Solomon Löwisohn (Yiddish: שלמה לעוויזאהן, romanized: Shelomoh Levizohn, German: Salomo Löwisohn; 1788 or 1789 – 27 April 1821) was a Hungarian Maskilicpoet, historian, grammarian, and linguist.
Biography
Solomon Löwisohn was born into a prominent Jewish family in Moor, Weißenburg County.[1] His father, himself a proficient Talmudist, taught the boy until he was fifteen years old.[2] Since there was no Jewish school in the village, he sent him to Moor's Capuchin school to study German and arithmetic.[3] The boy showed unusual talents; by the age of 13, he had already completely mastered the 24 books of the Tanakh and possessed a rare skill in Hebrew. During this period he tried his hand at festive and occasional poetry.[2]
In 1814, he accepted the position of corrector at the printing establishment of Anton Edler von Schmid in Vienna, but gave up his post in 1820. He quickly became physically and mentally ill, and succumbed to his ailments in his hometown in April 1821, at the age of 32.[2]
Work
Löwisohn's other works include Meḥkere erets, on the topography of the Tanakh, and Dikduk leshon ha-Mishna (1815), an essay on the language of the Mishnah.
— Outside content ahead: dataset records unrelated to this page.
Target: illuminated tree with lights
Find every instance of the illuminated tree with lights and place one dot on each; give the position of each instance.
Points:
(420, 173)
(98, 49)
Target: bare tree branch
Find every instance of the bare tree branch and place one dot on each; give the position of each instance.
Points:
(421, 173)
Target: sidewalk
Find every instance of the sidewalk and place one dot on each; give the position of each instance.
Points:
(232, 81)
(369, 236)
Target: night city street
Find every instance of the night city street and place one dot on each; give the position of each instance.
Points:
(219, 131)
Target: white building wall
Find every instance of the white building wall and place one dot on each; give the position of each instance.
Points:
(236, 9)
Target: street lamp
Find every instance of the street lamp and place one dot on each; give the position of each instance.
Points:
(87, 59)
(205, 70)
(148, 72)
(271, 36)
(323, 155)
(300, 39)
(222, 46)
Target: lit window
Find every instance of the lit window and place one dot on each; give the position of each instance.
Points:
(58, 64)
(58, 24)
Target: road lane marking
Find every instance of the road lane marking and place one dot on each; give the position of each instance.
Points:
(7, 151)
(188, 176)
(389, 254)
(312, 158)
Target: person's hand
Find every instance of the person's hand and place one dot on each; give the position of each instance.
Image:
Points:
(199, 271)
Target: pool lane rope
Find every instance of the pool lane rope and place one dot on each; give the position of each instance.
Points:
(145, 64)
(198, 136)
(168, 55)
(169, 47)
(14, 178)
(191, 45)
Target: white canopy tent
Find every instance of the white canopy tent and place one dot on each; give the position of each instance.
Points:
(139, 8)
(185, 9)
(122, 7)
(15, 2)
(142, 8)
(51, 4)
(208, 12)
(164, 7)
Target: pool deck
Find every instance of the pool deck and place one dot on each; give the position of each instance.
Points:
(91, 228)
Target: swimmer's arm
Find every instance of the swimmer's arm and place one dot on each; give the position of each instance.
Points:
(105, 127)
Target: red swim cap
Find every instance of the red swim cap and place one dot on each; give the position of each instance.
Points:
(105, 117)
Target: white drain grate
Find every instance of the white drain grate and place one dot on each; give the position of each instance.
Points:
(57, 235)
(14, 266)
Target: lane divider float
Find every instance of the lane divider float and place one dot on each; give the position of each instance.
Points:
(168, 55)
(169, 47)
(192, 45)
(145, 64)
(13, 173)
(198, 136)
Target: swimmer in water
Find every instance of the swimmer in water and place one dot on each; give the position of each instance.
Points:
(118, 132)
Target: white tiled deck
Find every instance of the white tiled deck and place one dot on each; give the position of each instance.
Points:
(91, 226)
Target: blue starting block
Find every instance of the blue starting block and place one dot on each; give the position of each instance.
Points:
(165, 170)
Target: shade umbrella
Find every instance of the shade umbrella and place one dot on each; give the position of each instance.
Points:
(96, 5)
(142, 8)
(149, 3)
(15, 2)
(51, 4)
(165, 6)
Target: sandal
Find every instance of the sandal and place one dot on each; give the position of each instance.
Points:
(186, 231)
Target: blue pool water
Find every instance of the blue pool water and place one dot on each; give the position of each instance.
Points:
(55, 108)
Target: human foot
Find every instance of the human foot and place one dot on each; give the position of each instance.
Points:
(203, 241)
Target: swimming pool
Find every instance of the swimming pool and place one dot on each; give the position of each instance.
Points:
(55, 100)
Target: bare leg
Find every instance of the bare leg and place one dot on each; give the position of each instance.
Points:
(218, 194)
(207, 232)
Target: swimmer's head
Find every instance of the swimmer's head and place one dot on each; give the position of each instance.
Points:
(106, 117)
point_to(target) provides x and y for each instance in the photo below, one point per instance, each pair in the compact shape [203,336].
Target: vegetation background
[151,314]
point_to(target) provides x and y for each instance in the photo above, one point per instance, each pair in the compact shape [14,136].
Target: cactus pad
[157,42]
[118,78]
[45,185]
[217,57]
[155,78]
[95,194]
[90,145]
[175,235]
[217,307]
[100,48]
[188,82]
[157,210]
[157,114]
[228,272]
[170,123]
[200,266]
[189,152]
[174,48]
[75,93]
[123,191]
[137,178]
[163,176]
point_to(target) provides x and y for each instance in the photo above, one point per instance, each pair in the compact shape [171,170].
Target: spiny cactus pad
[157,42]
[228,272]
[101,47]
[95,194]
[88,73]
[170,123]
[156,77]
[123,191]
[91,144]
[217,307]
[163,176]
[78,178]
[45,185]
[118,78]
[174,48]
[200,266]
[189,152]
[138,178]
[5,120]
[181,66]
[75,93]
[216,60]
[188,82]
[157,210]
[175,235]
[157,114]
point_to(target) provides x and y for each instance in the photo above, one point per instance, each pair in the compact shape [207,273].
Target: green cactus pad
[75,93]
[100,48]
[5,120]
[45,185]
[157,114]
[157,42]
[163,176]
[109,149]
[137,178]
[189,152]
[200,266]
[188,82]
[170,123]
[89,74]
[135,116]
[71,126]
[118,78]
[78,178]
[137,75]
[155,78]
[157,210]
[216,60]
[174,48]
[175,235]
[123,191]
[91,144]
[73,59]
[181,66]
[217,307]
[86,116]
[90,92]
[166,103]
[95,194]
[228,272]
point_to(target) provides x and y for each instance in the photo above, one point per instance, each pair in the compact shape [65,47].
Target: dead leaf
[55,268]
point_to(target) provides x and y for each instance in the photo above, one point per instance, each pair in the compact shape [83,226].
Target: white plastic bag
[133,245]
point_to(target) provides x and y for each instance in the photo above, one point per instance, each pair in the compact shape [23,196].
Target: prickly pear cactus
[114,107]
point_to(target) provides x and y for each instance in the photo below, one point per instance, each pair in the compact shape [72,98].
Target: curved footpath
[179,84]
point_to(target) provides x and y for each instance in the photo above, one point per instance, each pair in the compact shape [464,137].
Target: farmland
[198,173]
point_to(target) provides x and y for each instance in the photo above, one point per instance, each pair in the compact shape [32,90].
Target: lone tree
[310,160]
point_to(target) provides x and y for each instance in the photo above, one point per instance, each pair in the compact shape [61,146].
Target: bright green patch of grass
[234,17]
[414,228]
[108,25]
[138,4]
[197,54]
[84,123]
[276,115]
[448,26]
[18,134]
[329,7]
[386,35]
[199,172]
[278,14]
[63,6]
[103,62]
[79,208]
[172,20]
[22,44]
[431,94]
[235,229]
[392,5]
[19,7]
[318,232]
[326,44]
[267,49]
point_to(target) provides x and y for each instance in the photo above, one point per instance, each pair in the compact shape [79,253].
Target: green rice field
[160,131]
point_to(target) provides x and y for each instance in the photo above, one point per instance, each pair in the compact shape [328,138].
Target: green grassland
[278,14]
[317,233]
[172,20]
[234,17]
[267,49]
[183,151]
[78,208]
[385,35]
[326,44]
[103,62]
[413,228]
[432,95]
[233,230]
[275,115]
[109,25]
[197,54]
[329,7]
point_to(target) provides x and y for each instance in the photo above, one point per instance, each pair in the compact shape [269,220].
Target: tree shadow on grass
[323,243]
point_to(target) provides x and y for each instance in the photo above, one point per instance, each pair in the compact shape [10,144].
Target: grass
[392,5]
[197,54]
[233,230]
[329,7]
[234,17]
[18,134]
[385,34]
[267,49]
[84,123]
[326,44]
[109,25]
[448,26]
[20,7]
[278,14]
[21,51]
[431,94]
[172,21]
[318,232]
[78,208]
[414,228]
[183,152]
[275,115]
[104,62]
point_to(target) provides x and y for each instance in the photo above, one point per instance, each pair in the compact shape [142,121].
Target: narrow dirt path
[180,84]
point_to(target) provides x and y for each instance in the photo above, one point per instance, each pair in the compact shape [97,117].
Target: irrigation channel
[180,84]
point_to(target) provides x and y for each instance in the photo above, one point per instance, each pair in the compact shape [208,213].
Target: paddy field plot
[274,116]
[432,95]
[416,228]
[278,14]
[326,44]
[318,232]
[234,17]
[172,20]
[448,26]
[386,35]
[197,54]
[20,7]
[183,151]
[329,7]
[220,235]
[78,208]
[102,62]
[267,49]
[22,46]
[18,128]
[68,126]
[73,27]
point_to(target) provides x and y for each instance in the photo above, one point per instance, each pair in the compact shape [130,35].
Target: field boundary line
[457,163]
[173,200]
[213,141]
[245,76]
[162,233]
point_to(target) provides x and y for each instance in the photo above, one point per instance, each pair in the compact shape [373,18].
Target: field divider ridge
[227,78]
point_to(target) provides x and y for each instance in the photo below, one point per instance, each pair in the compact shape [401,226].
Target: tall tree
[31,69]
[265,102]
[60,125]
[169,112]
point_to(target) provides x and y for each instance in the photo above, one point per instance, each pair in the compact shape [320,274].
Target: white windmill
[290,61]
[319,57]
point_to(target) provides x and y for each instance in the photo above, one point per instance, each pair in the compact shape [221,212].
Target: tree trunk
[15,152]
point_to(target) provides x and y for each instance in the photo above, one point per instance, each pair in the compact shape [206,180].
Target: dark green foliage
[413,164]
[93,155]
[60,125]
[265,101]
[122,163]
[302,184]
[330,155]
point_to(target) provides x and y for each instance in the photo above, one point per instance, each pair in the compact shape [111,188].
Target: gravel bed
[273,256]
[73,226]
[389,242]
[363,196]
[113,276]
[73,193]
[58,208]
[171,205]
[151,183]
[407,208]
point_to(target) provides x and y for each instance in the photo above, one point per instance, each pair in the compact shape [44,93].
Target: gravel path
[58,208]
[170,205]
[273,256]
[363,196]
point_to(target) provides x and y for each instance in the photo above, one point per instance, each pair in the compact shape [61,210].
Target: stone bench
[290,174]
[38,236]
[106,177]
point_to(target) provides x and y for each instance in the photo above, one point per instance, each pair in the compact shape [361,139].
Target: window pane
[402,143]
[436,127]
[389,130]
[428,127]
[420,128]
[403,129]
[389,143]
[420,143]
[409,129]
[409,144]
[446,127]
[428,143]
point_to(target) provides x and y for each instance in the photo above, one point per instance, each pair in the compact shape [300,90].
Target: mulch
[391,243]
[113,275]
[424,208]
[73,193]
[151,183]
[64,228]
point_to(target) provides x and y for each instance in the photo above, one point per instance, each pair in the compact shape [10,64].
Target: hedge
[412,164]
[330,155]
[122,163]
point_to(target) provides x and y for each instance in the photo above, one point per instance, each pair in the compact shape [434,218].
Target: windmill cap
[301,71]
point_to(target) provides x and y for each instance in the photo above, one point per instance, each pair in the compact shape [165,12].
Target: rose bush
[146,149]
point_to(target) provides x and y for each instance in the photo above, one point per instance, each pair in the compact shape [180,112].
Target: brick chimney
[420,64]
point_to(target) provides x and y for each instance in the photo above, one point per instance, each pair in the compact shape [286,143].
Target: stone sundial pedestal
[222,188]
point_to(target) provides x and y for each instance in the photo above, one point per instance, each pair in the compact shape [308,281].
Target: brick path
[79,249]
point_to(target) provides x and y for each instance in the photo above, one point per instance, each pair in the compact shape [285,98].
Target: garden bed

Further, he translated and annotated the Maḥzor, and part of the ritual for Tisha B'Av (1819).[1] His most important works are Melitsat Yeshurun (1816), an analysis of the poetics of the Bible,[3] and Vorlesungen über die neuere Geschichte der Juden (1820), of which the first volume only was published.[4]
Meḥkere lashon. Investigations linguae, siva duo opera...Sicha beolam hanschamoth et Beth haossef (in Hebrew). Vilna: Y. R. Romm. 1849. hdl:2027/hvd.hwmkhs.